Amateur snapshots and old postcards tend to have high skies and extensive foregrounds in order to get everything in – the whole family, the distant mountain chain. Our two eyes set side by side take in a wide view but much information on the periphery of the image is not attended to. In the Paris panoramas on show, as in paintings like The Rehearsal, Dancers in the Green Room and The Dance Lesson, what you would see top and bottom in a standard landscape format is cropped. These panoramas (some taken with special cameras) also took in the area you would have to scan, turning your head, when standing to admire the view. In some of the paintings large areas of floor push the figures to the side; in others a foreground figure or group pushes in from left or right – and parts of those figures may be cut off by the edge of the picture. The centre of attention may be far away, like the red-shirted ballet master in The Rehearsal, who is reached by following a long curve of bare floor. Again and again the figures take up only half the picture surface.

Ballet Scene from Meyerbeer’s Opera ‘Robert le Diable’

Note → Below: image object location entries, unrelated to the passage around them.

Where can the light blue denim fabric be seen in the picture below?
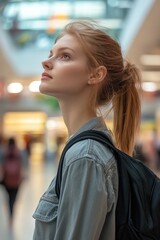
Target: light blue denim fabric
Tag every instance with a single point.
(89, 190)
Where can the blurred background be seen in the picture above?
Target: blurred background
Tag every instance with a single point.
(27, 32)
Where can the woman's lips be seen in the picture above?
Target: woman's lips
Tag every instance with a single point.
(46, 76)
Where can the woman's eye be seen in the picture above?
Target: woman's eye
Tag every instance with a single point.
(65, 56)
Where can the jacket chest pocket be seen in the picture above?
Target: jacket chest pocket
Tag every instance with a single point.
(47, 208)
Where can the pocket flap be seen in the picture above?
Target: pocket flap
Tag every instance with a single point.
(46, 210)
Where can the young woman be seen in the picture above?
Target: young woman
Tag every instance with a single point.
(85, 70)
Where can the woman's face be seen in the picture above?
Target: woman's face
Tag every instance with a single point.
(65, 71)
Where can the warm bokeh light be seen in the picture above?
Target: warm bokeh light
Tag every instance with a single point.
(15, 88)
(149, 87)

In the Ballet Scene from Meyerbeer’s Opera ‘Robert le Diable’ the figures on stage are unfocused, ghostly white-sheeted nuns. They are broadly painted and form a pale band across the canvas; moonlight drifts through the round arches of the set; the strongest highlights are a splash of white seen through one of these, and glimpses of the scores on the orchestra’s music stands. Bassoons rise above the footlights; one pair makes a sharp note against a sheet of music. In the foreground are the backs of the audience’s heads. It is a most original and striking picture, but using blurring to convey motion was not a convention that Degas, the master of limbs caught at a precise moment, and of the way a body’s weight is led by leg to floor, would make use of again. In a delicate charcoal drawing of 1880, Dancer (Battement in Second Position), the outline and shading of the right leg is emphasised and annotated; when it is incorporated in The Rehearsal the calf muscle, both correct and unpedantic, seems to carry weight in a way which implies the movements that will follow.

As a subject, ballet provided variety. Other women whom Degas drew and painted many times – laundresses, women bathing or ironing – were also copied or traced again and again from sheet to sheet (pastel on tracing paper was the favourite medium of his old age). But a dancer doing formal exercises at the barre, or with hands raised to straighten a bodice, or head turned to adjust a shoulder strap, or legs apart and slumped against a wall, or bent forward to tie up a shoe, offered a far richer run of possibilities. In many drawings the outlines are thickened, the figures woven into groups, sometimes not dancing, often standing in the wings in tight groups. There is a posed carte de visite photograph of the dancer Joséphine Chabot. Her face engages your eye, her pose is welcoming – she reminds you how rarely Degas’s dancers have individual personalities. The dancer’s body is the theme on which he builds endless complex variations. Sometimes it is hard not to feel that a fine exhibition has been diluted with visual material that is necessary to the admirable catalogue text, but gets in the way of the central, utterly engaging, business of looking at Degas’s pictures.